A top source in the bank said: "We are going ahead with the project but there are some conditions which need to be agreed to. We are in an advanced stage of negotiations with them. As this is the first such project of its kind which we are financing there are lot of details which need to be worked out and appraised."
Chandra came to the limelight with his Zee group of channels. The telephony project is one of his biggest gambles ever.
The total investment in the project is estimated at $1 billion. It was supposed to have come on stream by 1998. But the project has got delayed due to numerous reasons which include changes in partners and change in the financing structure of the project.
Sources in the bank said that IFCI has asked Chandra's ASC Enterprises to firm up the remaining portion of the loans (total loan component of the project is around Rs 2,000 crore) through other Fis and institutions.
It has also queried Chandra on certain technical parameters, including possible problems which might arise in the supply of cellular phones needed for the project.

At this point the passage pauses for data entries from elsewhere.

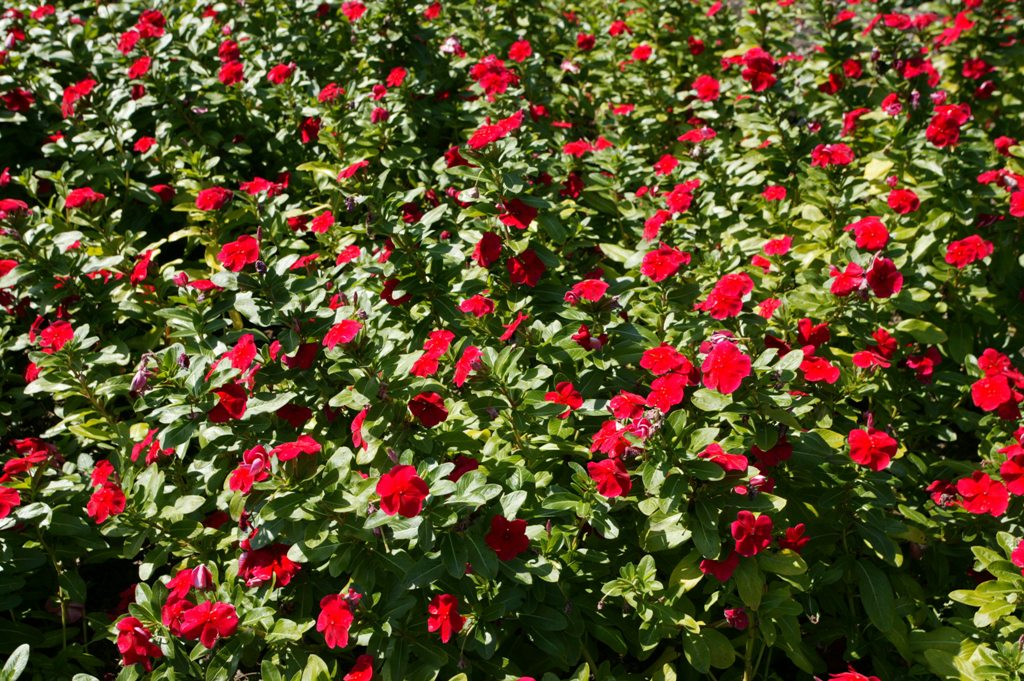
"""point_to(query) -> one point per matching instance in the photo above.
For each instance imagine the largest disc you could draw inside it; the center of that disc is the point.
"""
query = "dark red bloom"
(507, 538)
(401, 492)
(208, 622)
(752, 535)
(442, 615)
(231, 400)
(267, 565)
(335, 620)
(871, 448)
(135, 643)
(428, 408)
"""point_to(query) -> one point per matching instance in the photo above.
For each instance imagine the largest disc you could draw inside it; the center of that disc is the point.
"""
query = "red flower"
(73, 93)
(289, 451)
(626, 406)
(18, 99)
(525, 268)
(819, 369)
(520, 50)
(82, 197)
(335, 620)
(852, 675)
(442, 614)
(884, 279)
(213, 198)
(980, 494)
(564, 393)
(352, 169)
(151, 445)
(991, 392)
(794, 540)
(728, 462)
(826, 156)
(236, 255)
(55, 336)
(903, 201)
(477, 305)
(135, 643)
(208, 622)
(708, 88)
(341, 333)
(231, 403)
(428, 408)
(726, 299)
(487, 250)
(401, 492)
(463, 465)
(721, 569)
(9, 499)
(666, 165)
(1017, 556)
(139, 68)
(870, 233)
(665, 358)
(759, 69)
(725, 368)
(664, 262)
(507, 538)
(231, 73)
(491, 133)
(281, 73)
(668, 390)
(752, 535)
(610, 476)
(267, 565)
(364, 669)
(491, 74)
(1017, 204)
(943, 130)
(846, 281)
(107, 501)
(352, 10)
(322, 222)
(254, 468)
(469, 362)
(1012, 470)
(141, 269)
(964, 252)
(871, 448)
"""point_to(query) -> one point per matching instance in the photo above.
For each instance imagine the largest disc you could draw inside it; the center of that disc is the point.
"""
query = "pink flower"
(871, 448)
(335, 620)
(725, 368)
(401, 492)
(442, 615)
(752, 535)
(208, 622)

The phones are being developed specifically for the project and are not available off the shelf.
Bank sources have also queried whether the total investment required can be benchmarked with any similar project in any part of the world. "What we want to know is whether the project cost of $1 billion is right."
However bank sources point out that the project is viable even if 20 per cent of the projected subscribers pick up the phones.
The telephony project is being set up as a joint venture with an approved foreign equity of $75.95 million which will constitute 49 per cent of the total equity in the company.
Lockheed Martin Systems which will supply the satellite for the project will invest $50 million in the project which would constitute 14 per cent of the joint venture's equity.
Another 35 per cent of the equity will be brought through an NRI |OCB venture Afro Asian Communications Mauritius through which Chandra and his associates will put in $124.3 million.
In India, apart from Chandra the Essar group has also committed to bring in equity to the project of around $25 million. It is also hoping to rope in state owned Videsh Sanchar Nigam Ltd. Chandra has also recently got a clearance from the government to own the satellite for the project from India.